In 2022-23, I was writing a book about small traditional boats, the communities built on them, & the North Atlantic Ocean. While rowing & paddling regions from Faroe & Sápmi to Greenland & Newfoundland, I met an extraordinary number of metal musicians. Many were using their metal for activist purposes (like protesting open pit mines), or were from indigenous nations & saw metal as a form of cultural reclamation. By the time I returned, I had a list of hundreds of bands using metal in these ways. The idea for a project exploring the many uses of heavy music in today’s societies was born. Why Metal Matters will begin as a series of articles - short pieces in the music press & longer pieces in scholarly journals - before becoming a book built on photography as well as interviews with bands & fans.

I’m a writer, photographer, & Associate Professor in History at the University of Birmingham. I’ve written four books, for publishers including Harper Collins & Oneworld, which have won prizes such as the Highland Book Prize & been shortlisted for others like The Wainwright Prize for Nature Writing. But my background is music - from studying a music degree, playing metal, jazz, & classical music, & recording as a session musician on several albums.

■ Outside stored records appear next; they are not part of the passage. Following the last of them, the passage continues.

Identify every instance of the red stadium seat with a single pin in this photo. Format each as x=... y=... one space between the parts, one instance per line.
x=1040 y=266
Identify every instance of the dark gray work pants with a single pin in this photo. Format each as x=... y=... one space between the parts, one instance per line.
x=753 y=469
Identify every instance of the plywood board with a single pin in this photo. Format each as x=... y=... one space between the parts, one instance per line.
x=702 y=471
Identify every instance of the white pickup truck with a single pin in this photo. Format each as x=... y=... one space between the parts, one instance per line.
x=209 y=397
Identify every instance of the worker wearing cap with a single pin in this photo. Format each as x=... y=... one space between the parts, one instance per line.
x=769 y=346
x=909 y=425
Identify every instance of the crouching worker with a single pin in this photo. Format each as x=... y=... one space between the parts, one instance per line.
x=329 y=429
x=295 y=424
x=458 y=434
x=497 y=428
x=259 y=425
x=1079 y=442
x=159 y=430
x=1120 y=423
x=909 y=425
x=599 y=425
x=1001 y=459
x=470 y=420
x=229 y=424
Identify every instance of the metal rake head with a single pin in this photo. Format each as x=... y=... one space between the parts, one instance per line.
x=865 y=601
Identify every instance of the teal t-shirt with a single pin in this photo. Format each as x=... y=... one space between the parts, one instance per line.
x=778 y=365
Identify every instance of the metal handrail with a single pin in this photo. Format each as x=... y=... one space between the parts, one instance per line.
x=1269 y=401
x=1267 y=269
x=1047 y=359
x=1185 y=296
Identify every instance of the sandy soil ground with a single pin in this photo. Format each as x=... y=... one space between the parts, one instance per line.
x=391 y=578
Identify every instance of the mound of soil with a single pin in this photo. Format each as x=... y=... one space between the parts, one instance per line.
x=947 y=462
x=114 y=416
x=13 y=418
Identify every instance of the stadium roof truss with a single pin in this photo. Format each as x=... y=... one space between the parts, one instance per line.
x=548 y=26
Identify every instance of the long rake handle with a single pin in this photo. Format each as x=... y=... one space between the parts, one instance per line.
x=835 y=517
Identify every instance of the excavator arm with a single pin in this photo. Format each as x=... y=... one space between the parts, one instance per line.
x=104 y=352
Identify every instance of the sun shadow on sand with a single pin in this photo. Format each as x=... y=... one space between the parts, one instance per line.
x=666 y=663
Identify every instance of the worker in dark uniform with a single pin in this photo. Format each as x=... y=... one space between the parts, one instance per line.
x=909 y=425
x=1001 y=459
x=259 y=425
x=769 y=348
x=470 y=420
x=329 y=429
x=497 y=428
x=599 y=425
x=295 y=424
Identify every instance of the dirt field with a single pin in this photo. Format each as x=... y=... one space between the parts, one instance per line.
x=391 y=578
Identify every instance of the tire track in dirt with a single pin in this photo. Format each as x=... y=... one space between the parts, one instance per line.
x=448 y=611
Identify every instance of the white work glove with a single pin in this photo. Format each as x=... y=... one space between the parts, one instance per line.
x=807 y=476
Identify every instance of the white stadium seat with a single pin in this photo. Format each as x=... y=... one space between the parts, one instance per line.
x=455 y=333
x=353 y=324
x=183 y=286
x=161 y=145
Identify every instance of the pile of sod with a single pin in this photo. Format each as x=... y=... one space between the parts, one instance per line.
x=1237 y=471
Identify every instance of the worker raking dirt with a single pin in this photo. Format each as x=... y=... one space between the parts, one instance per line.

As a teenager I lived just outside Yorkshire when Peaceville Records were at their height, so grew up on doom: early Paradise Lost, Anathema, & My Dying Bride. Then I discovered the more progressive reaches of death & black metal. Today lots of my favourite music is from bands in the tradition of Necrophagist & Gorguts or in the nature-influenced traditions of US & indigenous black metal. I think we live in a golden age of heavy music, & the best albums of 2024 - like those from Orgone, Ulcerate, Vitriol, & Civerous - were the equal of everything from previous decades. Why Metal Matters is a celebration of music that continues to grow in power & diversity.